Is oligometastasis to the lung common?
The order of things for breast cancer seems to be that bone is the most common, with the liver and lung probably the next most common areas.
Are there areas more or less receptive to different techniques?
The success of the technique has a lot to do with tumor size. Obviously, location is important as well. Sometimes tumors are very central and the procedure is more difficult, but usually the size is the issue. A good ablation result is usually possible in tumors that are <2 cm. The problem is that the tumors undergoing treatment are only those large enough to be seen. It’s a systemic disease most of the time. One lesion could be treated with ablation because it’s visible, but down the line, others appear. Should we keep ablating all of the lesions or switch to another chemotherapy? It’s difficult to know whether or not to continue with chemotherapy, because even if the disease is no longer visible, it’s impossible to know whether the tumor is becoming resistant to the chemotherapy with repeated doses. Breast cancer in the metastatic setting needs significant research.
You mentioned radioembolization and the case of a woman that you treated to complete health in your CIO presentation. Could you elaborate?
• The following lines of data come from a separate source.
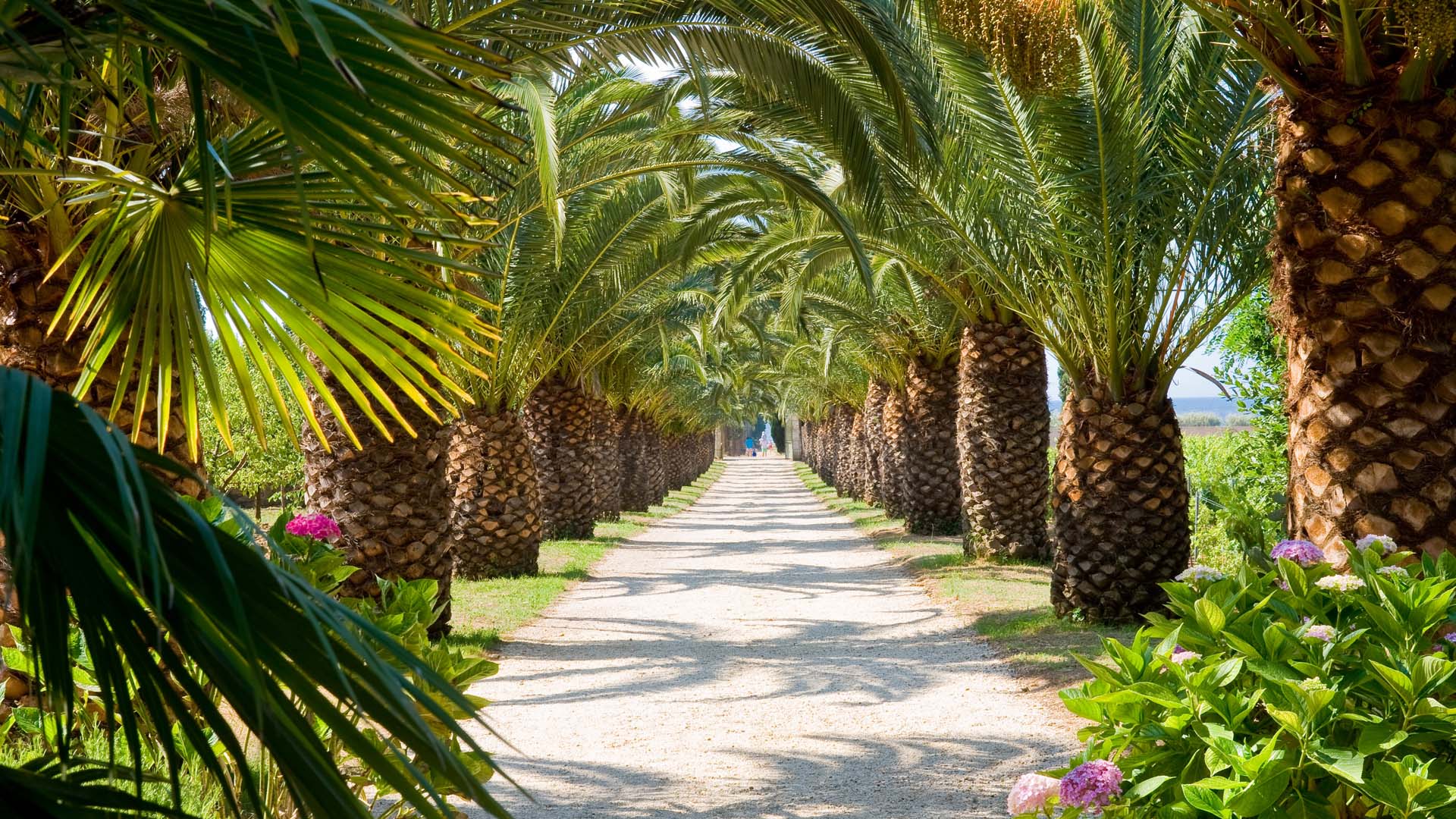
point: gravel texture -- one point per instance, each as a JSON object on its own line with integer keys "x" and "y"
{"x": 756, "y": 657}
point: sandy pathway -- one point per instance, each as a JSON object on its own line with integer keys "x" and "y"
{"x": 756, "y": 657}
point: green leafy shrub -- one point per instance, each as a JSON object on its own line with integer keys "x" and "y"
{"x": 1285, "y": 689}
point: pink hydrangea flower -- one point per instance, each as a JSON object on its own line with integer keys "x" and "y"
{"x": 316, "y": 526}
{"x": 1302, "y": 553}
{"x": 1030, "y": 795}
{"x": 1092, "y": 786}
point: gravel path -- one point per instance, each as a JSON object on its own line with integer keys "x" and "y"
{"x": 756, "y": 657}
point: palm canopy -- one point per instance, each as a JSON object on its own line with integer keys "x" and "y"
{"x": 190, "y": 627}
{"x": 273, "y": 178}
{"x": 1308, "y": 47}
{"x": 1122, "y": 219}
{"x": 625, "y": 203}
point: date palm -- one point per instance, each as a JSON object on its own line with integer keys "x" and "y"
{"x": 1119, "y": 215}
{"x": 1365, "y": 240}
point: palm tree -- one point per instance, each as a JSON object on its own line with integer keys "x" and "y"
{"x": 1363, "y": 251}
{"x": 1119, "y": 218}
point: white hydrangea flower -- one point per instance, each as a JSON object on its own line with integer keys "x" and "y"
{"x": 1383, "y": 542}
{"x": 1340, "y": 583}
{"x": 1199, "y": 573}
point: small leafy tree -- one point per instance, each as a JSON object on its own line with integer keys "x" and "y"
{"x": 262, "y": 463}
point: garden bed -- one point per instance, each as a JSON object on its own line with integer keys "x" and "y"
{"x": 485, "y": 613}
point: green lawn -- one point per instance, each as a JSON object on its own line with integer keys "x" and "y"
{"x": 1006, "y": 602}
{"x": 487, "y": 611}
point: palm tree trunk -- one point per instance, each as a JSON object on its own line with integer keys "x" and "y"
{"x": 642, "y": 479}
{"x": 1002, "y": 435}
{"x": 560, "y": 425}
{"x": 932, "y": 500}
{"x": 845, "y": 472}
{"x": 607, "y": 444}
{"x": 858, "y": 453}
{"x": 495, "y": 515}
{"x": 1363, "y": 290}
{"x": 875, "y": 444}
{"x": 893, "y": 479}
{"x": 1120, "y": 507}
{"x": 28, "y": 303}
{"x": 391, "y": 497}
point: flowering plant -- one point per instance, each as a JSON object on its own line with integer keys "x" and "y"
{"x": 1283, "y": 689}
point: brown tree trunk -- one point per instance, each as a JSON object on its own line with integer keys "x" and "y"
{"x": 560, "y": 425}
{"x": 1122, "y": 506}
{"x": 893, "y": 479}
{"x": 28, "y": 303}
{"x": 391, "y": 499}
{"x": 932, "y": 500}
{"x": 874, "y": 444}
{"x": 642, "y": 479}
{"x": 495, "y": 516}
{"x": 1363, "y": 289}
{"x": 607, "y": 445}
{"x": 1002, "y": 435}
{"x": 845, "y": 472}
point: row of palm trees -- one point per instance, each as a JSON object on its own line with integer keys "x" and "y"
{"x": 1101, "y": 190}
{"x": 392, "y": 213}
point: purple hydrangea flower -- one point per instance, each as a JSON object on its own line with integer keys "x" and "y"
{"x": 1302, "y": 553}
{"x": 1092, "y": 786}
{"x": 316, "y": 526}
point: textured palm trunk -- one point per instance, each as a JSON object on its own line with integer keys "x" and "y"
{"x": 1002, "y": 435}
{"x": 28, "y": 303}
{"x": 858, "y": 455}
{"x": 391, "y": 497}
{"x": 495, "y": 516}
{"x": 845, "y": 474}
{"x": 679, "y": 453}
{"x": 893, "y": 466}
{"x": 827, "y": 450}
{"x": 1120, "y": 506}
{"x": 875, "y": 444}
{"x": 607, "y": 457}
{"x": 642, "y": 477}
{"x": 932, "y": 490}
{"x": 1365, "y": 284}
{"x": 560, "y": 425}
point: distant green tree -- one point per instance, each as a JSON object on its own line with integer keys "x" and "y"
{"x": 1253, "y": 366}
{"x": 255, "y": 468}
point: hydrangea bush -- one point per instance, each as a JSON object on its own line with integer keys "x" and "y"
{"x": 1286, "y": 689}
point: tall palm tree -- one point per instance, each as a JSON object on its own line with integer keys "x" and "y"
{"x": 1363, "y": 251}
{"x": 1119, "y": 218}
{"x": 166, "y": 183}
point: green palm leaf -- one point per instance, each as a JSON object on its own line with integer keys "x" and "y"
{"x": 172, "y": 607}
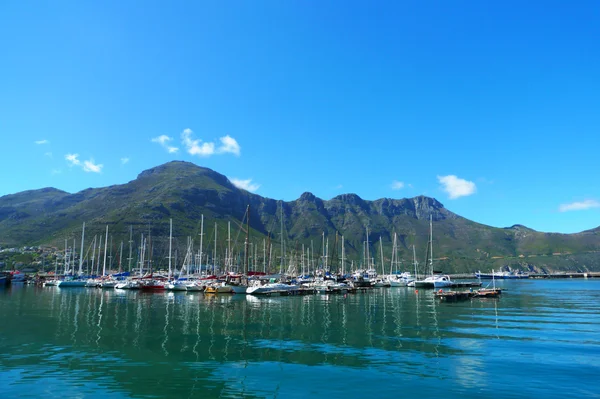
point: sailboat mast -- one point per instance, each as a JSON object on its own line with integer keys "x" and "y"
{"x": 120, "y": 258}
{"x": 229, "y": 256}
{"x": 343, "y": 255}
{"x": 201, "y": 241}
{"x": 105, "y": 248}
{"x": 393, "y": 255}
{"x": 130, "y": 241}
{"x": 381, "y": 254}
{"x": 282, "y": 254}
{"x": 215, "y": 253}
{"x": 367, "y": 250}
{"x": 170, "y": 246}
{"x": 431, "y": 243}
{"x": 247, "y": 240}
{"x": 93, "y": 254}
{"x": 142, "y": 250}
{"x": 99, "y": 252}
{"x": 81, "y": 253}
{"x": 415, "y": 263}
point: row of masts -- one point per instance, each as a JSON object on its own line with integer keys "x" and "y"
{"x": 202, "y": 261}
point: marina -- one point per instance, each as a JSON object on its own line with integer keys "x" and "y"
{"x": 541, "y": 336}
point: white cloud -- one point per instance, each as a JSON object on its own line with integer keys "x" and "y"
{"x": 90, "y": 166}
{"x": 579, "y": 206}
{"x": 194, "y": 147}
{"x": 205, "y": 149}
{"x": 164, "y": 140}
{"x": 87, "y": 166}
{"x": 229, "y": 145}
{"x": 73, "y": 160}
{"x": 397, "y": 185}
{"x": 245, "y": 184}
{"x": 456, "y": 187}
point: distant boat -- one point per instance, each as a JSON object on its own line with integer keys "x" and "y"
{"x": 502, "y": 275}
{"x": 71, "y": 283}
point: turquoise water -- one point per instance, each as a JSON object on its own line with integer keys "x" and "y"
{"x": 541, "y": 339}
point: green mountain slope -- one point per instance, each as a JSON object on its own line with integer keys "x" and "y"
{"x": 184, "y": 192}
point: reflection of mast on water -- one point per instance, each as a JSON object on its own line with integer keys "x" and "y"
{"x": 211, "y": 327}
{"x": 75, "y": 320}
{"x": 435, "y": 324}
{"x": 99, "y": 325}
{"x": 138, "y": 323}
{"x": 169, "y": 296}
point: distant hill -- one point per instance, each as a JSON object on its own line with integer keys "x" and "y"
{"x": 184, "y": 191}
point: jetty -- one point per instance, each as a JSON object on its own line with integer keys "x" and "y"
{"x": 454, "y": 296}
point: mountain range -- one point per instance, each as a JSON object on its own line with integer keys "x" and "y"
{"x": 185, "y": 192}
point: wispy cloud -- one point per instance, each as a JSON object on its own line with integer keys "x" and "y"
{"x": 579, "y": 206}
{"x": 205, "y": 149}
{"x": 229, "y": 145}
{"x": 456, "y": 187}
{"x": 194, "y": 146}
{"x": 87, "y": 166}
{"x": 245, "y": 184}
{"x": 73, "y": 159}
{"x": 397, "y": 185}
{"x": 164, "y": 141}
{"x": 90, "y": 166}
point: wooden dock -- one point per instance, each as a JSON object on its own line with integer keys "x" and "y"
{"x": 454, "y": 296}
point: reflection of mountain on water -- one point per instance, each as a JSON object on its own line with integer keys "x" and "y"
{"x": 172, "y": 344}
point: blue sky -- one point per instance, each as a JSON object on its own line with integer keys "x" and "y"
{"x": 490, "y": 107}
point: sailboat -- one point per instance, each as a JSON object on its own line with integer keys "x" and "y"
{"x": 433, "y": 281}
{"x": 76, "y": 281}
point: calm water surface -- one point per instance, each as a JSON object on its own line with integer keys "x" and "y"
{"x": 541, "y": 339}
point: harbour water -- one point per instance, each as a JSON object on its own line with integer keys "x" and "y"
{"x": 540, "y": 339}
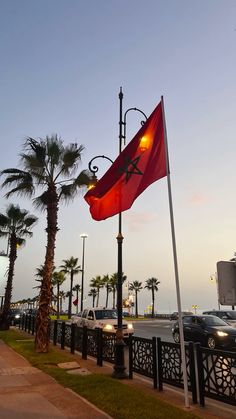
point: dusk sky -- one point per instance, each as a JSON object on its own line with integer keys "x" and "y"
{"x": 62, "y": 65}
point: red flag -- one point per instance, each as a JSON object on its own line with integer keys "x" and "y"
{"x": 142, "y": 162}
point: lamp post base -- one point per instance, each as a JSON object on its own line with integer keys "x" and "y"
{"x": 119, "y": 367}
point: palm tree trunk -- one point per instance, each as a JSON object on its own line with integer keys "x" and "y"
{"x": 4, "y": 321}
{"x": 70, "y": 296}
{"x": 58, "y": 301}
{"x": 114, "y": 299}
{"x": 153, "y": 302}
{"x": 107, "y": 296}
{"x": 77, "y": 298}
{"x": 136, "y": 303}
{"x": 43, "y": 318}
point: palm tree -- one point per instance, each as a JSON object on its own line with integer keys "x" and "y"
{"x": 113, "y": 283}
{"x": 49, "y": 165}
{"x": 93, "y": 293}
{"x": 152, "y": 285}
{"x": 62, "y": 296}
{"x": 58, "y": 277}
{"x": 77, "y": 289}
{"x": 136, "y": 286}
{"x": 15, "y": 225}
{"x": 106, "y": 281}
{"x": 97, "y": 283}
{"x": 70, "y": 267}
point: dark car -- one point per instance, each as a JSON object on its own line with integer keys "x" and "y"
{"x": 15, "y": 315}
{"x": 229, "y": 316}
{"x": 175, "y": 315}
{"x": 209, "y": 331}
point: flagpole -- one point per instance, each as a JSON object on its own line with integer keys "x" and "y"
{"x": 182, "y": 346}
{"x": 119, "y": 366}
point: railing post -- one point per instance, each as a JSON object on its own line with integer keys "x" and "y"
{"x": 159, "y": 365}
{"x": 99, "y": 346}
{"x": 84, "y": 342}
{"x": 72, "y": 338}
{"x": 192, "y": 372}
{"x": 55, "y": 333}
{"x": 63, "y": 331}
{"x": 33, "y": 325}
{"x": 130, "y": 356}
{"x": 29, "y": 324}
{"x": 22, "y": 321}
{"x": 154, "y": 354}
{"x": 200, "y": 374}
{"x": 26, "y": 322}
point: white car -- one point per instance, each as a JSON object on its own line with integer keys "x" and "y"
{"x": 103, "y": 318}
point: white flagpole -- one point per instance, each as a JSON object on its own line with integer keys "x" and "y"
{"x": 181, "y": 332}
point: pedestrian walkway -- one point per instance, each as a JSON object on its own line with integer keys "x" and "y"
{"x": 28, "y": 393}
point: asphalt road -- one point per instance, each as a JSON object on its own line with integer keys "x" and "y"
{"x": 151, "y": 328}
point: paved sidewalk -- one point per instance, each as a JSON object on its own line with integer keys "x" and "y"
{"x": 28, "y": 393}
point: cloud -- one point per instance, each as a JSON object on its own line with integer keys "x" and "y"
{"x": 197, "y": 199}
{"x": 137, "y": 220}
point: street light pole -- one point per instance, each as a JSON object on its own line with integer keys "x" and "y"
{"x": 119, "y": 366}
{"x": 83, "y": 237}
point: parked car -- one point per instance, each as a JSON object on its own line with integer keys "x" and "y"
{"x": 175, "y": 315}
{"x": 229, "y": 316}
{"x": 103, "y": 318}
{"x": 210, "y": 331}
{"x": 15, "y": 315}
{"x": 31, "y": 311}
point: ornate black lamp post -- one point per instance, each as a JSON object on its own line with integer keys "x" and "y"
{"x": 83, "y": 237}
{"x": 119, "y": 367}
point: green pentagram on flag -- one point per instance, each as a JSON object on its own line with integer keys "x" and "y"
{"x": 131, "y": 167}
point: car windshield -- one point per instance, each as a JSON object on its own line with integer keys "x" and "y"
{"x": 105, "y": 314}
{"x": 231, "y": 315}
{"x": 213, "y": 321}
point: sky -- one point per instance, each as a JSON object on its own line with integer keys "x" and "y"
{"x": 62, "y": 66}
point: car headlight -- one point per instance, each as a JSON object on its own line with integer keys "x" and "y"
{"x": 221, "y": 334}
{"x": 108, "y": 327}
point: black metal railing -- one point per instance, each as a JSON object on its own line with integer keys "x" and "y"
{"x": 217, "y": 375}
{"x": 212, "y": 372}
{"x": 143, "y": 357}
{"x": 170, "y": 366}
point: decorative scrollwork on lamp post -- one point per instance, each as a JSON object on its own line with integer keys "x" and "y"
{"x": 119, "y": 366}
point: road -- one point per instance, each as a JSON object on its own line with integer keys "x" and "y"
{"x": 156, "y": 327}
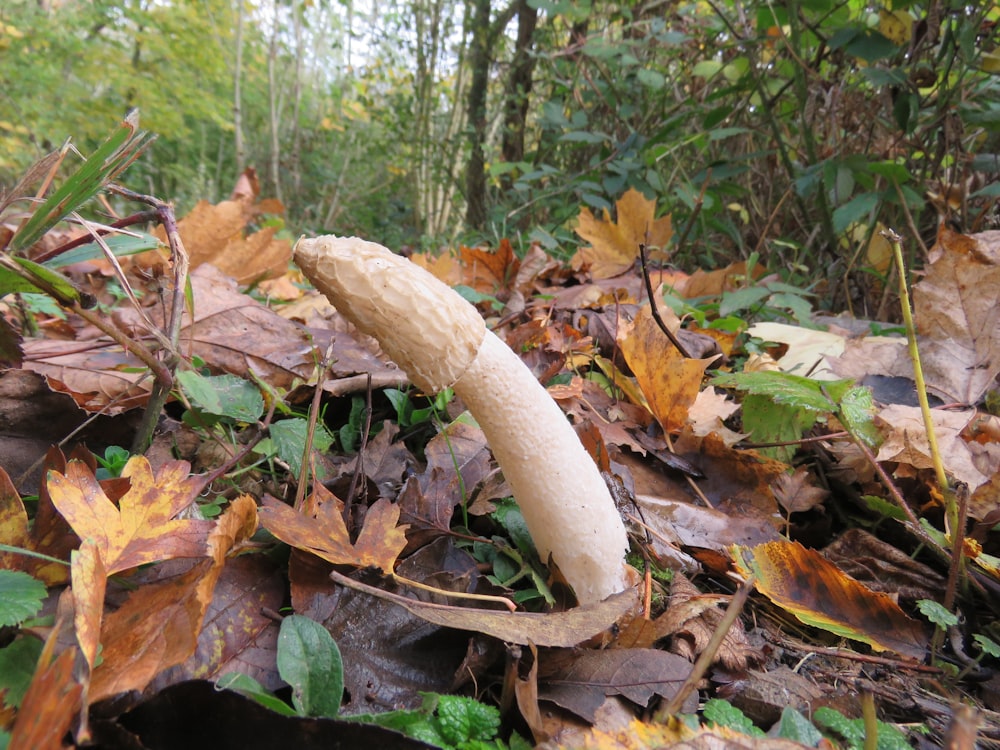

A woman had undergone previous lines of chemotherapy and her performance status was ECOG 1, so she wasn’t at a normal baseline of ECOG 0, but she was still very active. Total bilirubin was 1.4, which is not prohibitive to liver-directed therapy, but it demonstrated that her liver was not normal. I did the case and had a beautiful, complete response. All of the tumors in the liver, which was initially completely diffuse, had a great response. I did the right side and I waited 2 months before I did the left side. The patient did well initially, but a few months later, there was a decline in her liver function. Ascites were visible on her imaging and she died of liver failure about 8 months after the second treatment. It would be a positive if we could find some kind of therapies that target the tumors more and the normal parenchyma less. There is work in abscopal effects, trying to treat one tumor and then using immunotherapy to address all the other tumors. There are things that people are doing in other fields. I have a colleague who is looking at pancreatic cancer, injecting a virus and seeing abscopal events elsewhere. We need to find a therapy that is more targeted than just blasting, especially when we’re talking about the liver, because patients with metastases to the liver are the patients who are actually dying. We need something that not only takes care of their liver tumors, but also preserves the liver. I have some interest in immunotherapy work and I’m hoping that we’re able to find a more targeted therapy for these individuals rather than compromising the whole liver.
Any final thoughts?
Breast cancer is something that is very prevalent. It affects 1 out of 8 women. There are so many advancements in one little section of breast cancer (primary breast cancer) and that’s great, but there’s a whole other section that needs our attention (metastatic breast cancer), and it must be a multidisciplinary approach. It can’t only be IO. It must be IO combined with our medical oncologist partners, our surgeons, and our radiation oncologist colleagues. We need a multidisciplinary approach, and we need to define better criteria for who will respond to certain therapies. We have to move beyond how we’ve done things in the past. We need to be more creative in how we approach this population.